Prix Goncourt en 2001 pour « Rouge Brésil », Jean-Christophe Rufin est aussi un alpiniste averti. Jamais encore l’écrivain dont la vie est une succession d’engagements ne s’était aventuré à explorer des chemins plus intimes au prisme de cette passion.
Horizontalement, Jean-Christophe Rufin est berrichon. Verticalement, l’écrivain est Haut-Savoyard. Si l’enfant de Bourges reste attaché aux plaines céréalières, ce sont les montagnes qui l’ont grandi et qui l’inspirent. C’est sur les flancs de Chamonix qu’il écrit, qu’il respire et s’élève. L’académicien, prix Goncourt en 2001 pour « Rouge Brésil », ancien président de Médecins sans Frontières et d’Action contre la faim et qui a exercé les fonctions d’ambassadeur de France au Sénégal, n’est pas un contemplatif. L’observation solitaire des dissipations nuageuses sur le clocher de Saint Etienne, seul pic calcaire planté au milieu de la France, n’enflamme pas son métabolisme romanesque. Il préfère s’élever. Grimper par plaisir, celui de la cordée, et par goût, celui de l’amitié. Celle qu’il partage avec Sylvain Tesson notamment. Tandis qu’il publie par ailleurs « Flammes de pierre (*), – son premier roman « montagnard » – cet auteur centrifuge, qui n’a jamais dévissé dans la spirale centripète de l’autofiction, admirateur de Dumas, pèlerin laïc d’Immortelle randonnée, sur son voyage à Compostelle, a choisi cette belle et jeune série d’ouvrages qu’est « Versant intime », chez Arthaud, pour y dévoiler, en parfait humanitaire, ses « montagnes humaines ».
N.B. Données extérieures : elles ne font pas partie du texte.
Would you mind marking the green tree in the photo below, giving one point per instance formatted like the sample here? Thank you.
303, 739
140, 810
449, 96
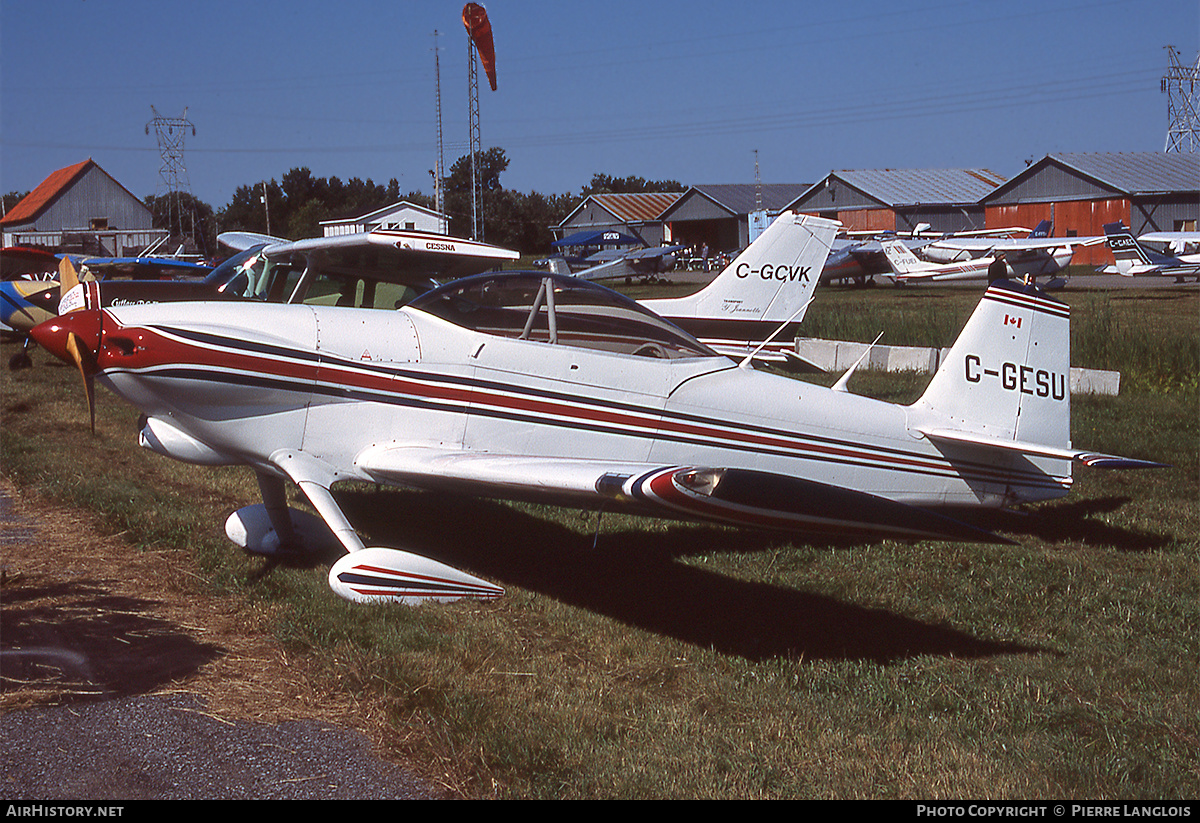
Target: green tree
603, 184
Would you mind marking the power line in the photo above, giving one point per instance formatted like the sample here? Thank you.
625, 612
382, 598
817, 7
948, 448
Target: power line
1183, 119
173, 181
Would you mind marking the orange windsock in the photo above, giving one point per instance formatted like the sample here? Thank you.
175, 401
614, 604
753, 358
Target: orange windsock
474, 17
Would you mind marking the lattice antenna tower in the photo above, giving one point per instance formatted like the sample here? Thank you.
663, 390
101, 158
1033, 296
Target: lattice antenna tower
439, 172
173, 180
477, 194
1181, 84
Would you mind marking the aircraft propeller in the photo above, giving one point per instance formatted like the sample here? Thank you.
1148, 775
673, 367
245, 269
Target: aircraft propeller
69, 343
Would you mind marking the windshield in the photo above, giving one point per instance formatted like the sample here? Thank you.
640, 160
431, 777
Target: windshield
558, 310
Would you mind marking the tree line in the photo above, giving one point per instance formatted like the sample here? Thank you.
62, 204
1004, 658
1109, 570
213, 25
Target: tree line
294, 205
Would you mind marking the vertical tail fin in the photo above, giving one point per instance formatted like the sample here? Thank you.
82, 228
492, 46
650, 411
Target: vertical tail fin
772, 281
1008, 374
1126, 250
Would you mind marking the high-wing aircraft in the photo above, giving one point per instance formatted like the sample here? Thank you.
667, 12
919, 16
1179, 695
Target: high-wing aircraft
907, 268
1132, 259
1037, 256
531, 385
756, 302
1176, 244
367, 269
617, 264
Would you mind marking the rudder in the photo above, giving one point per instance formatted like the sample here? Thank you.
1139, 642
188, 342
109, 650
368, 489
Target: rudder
1008, 374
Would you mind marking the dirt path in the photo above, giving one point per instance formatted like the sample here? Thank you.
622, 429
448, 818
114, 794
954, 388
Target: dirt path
109, 694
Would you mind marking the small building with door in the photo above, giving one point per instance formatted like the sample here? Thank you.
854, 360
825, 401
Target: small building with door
401, 216
718, 215
635, 214
82, 208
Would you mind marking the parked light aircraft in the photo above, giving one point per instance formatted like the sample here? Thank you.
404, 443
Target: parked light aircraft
907, 268
616, 264
755, 305
1173, 242
1037, 256
1134, 260
531, 385
756, 302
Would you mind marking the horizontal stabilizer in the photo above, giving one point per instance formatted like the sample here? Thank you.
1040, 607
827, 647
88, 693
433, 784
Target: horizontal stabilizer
1038, 450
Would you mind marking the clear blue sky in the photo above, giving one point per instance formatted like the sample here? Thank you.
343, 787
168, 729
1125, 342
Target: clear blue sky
664, 90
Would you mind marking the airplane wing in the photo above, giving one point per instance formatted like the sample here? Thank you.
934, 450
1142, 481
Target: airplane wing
1038, 450
742, 497
143, 268
399, 257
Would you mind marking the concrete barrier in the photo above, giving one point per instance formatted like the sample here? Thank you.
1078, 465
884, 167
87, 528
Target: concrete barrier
834, 355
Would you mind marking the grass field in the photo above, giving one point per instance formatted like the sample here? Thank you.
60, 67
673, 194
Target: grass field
641, 659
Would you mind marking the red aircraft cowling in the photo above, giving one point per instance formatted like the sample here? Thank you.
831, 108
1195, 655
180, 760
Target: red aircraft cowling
474, 17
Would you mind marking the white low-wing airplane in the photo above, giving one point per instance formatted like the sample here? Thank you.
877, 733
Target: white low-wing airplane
529, 385
1132, 259
1037, 256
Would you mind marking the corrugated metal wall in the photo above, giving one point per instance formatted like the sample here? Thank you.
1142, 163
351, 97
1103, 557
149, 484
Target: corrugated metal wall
95, 196
1081, 218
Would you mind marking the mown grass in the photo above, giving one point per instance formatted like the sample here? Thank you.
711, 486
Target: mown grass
641, 659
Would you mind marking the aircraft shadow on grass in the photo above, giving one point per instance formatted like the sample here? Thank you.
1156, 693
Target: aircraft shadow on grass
87, 642
634, 576
1072, 521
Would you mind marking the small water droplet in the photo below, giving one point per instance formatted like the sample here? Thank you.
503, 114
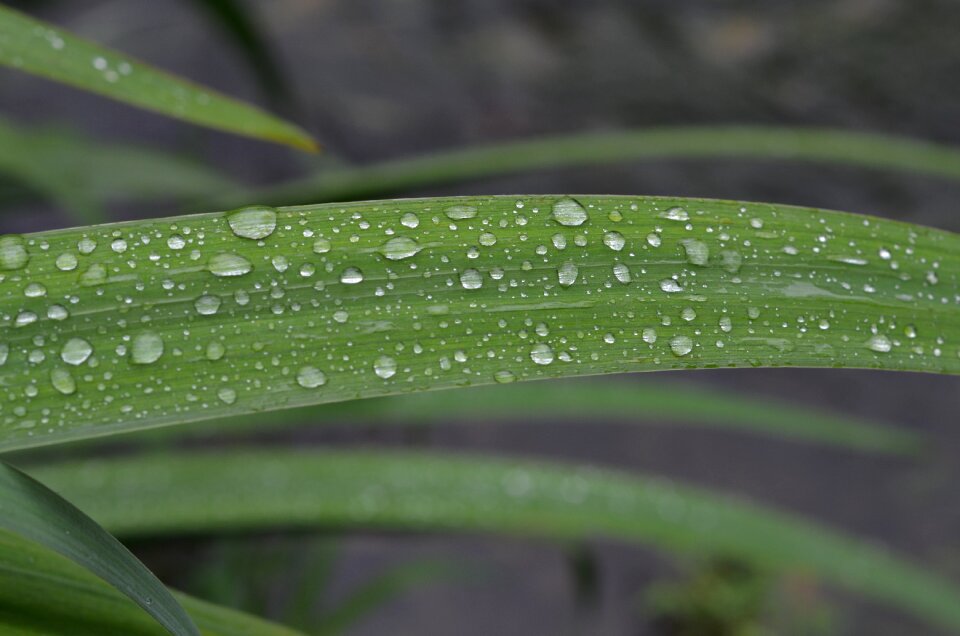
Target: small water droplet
76, 351
226, 264
568, 212
254, 222
399, 248
13, 252
311, 377
146, 348
541, 354
385, 367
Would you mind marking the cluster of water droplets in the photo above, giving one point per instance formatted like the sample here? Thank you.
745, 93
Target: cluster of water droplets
262, 308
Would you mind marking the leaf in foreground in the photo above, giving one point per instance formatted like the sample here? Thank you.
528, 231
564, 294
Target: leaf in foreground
43, 594
32, 511
141, 324
214, 492
43, 49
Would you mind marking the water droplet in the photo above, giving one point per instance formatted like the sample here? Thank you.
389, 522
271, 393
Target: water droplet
614, 240
568, 212
879, 343
681, 345
13, 252
227, 264
351, 276
146, 348
400, 247
62, 381
66, 262
255, 222
207, 305
227, 395
385, 367
76, 351
567, 274
311, 377
460, 212
697, 251
410, 220
541, 354
622, 273
670, 286
471, 279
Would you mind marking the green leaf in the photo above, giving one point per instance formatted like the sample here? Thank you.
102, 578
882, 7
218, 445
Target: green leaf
213, 492
83, 177
142, 324
44, 594
32, 511
822, 145
43, 49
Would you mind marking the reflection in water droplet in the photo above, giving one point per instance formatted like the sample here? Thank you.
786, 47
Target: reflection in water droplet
879, 343
400, 247
567, 274
568, 212
385, 367
255, 222
460, 212
13, 252
146, 348
207, 305
681, 345
351, 276
62, 381
226, 264
541, 354
471, 279
311, 377
76, 351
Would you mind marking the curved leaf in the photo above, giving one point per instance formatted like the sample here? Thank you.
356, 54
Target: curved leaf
36, 47
44, 594
212, 492
32, 511
141, 324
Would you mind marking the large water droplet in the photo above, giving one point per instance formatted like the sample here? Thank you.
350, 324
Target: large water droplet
351, 276
681, 345
311, 377
207, 305
460, 212
76, 351
471, 279
227, 264
255, 222
13, 252
567, 274
541, 354
568, 212
385, 367
62, 381
400, 247
146, 348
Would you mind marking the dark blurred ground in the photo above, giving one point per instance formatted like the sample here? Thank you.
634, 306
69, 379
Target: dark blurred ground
376, 79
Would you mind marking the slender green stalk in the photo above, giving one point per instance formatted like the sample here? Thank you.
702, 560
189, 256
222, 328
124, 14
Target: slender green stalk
136, 325
215, 492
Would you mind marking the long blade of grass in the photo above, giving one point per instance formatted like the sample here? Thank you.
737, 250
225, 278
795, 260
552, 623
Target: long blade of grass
29, 509
212, 492
823, 145
43, 49
136, 325
44, 594
83, 177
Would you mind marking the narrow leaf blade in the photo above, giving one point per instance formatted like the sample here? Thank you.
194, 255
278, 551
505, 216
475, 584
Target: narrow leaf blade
36, 47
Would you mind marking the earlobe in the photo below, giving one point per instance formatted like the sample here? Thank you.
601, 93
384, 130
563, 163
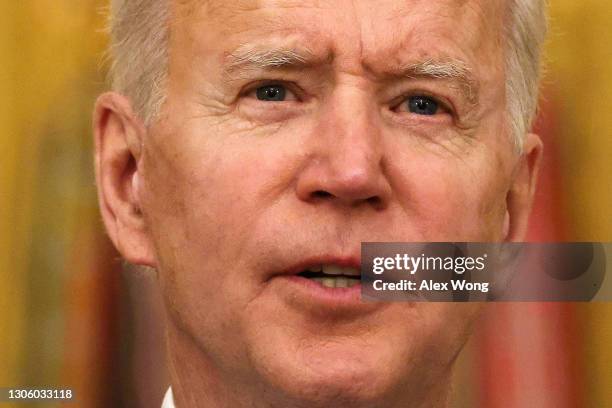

Au fil de l’entretien avec Fabrice Lardreau, directeur de la collection, ce livre se révèle un précieux guide pour qui veut le connaître et le suivre. Dans ses réponses, Rufin ne prend jamais la tangente Son enfance, ses parents, son grand-père, – ce héros taiseux qui l’a « élevé », justement – sa jeunesse, ses engagements ses peurs, ses choix, ses joies. Mais aussi l’écriture, l’aventure, l’environnement… De quoi tracer une voie claire et nette qui dessine ce qui a été jusqu’alors le sens de son existence. Parlez, la montagne répondra. Voici l’écho d’une vie par la voix d’un homme qui se penche sur son passé. Bien sûr il s’en sort par le haut. Mais pas en solo. A la fin de l’ouvrage, il s’encorde à Buzzati, Piaz (Ndlr : Tita Piaz, qu’on surnomma « Le diable des Dolomites »), Kessel ou Frison-Roche par le biais de quelques morceaux choisis qui sont autant de lignes de crêtes.
Jean-Michel Ulmann
« Montagnes humaines ». Jean-Christophe Rufin. Entretiens avec Fabrice Lardreau. Ed. Arthaud, 192 pages, 13€ (Lire aussi dans la même collection: “Vallées secrètes”, de Bernard Minier, 183 pages, 13€)
« Les Flammes de pierre ». Jean-Christophe Rufin. Ed. Gallimard, 325p, 21€.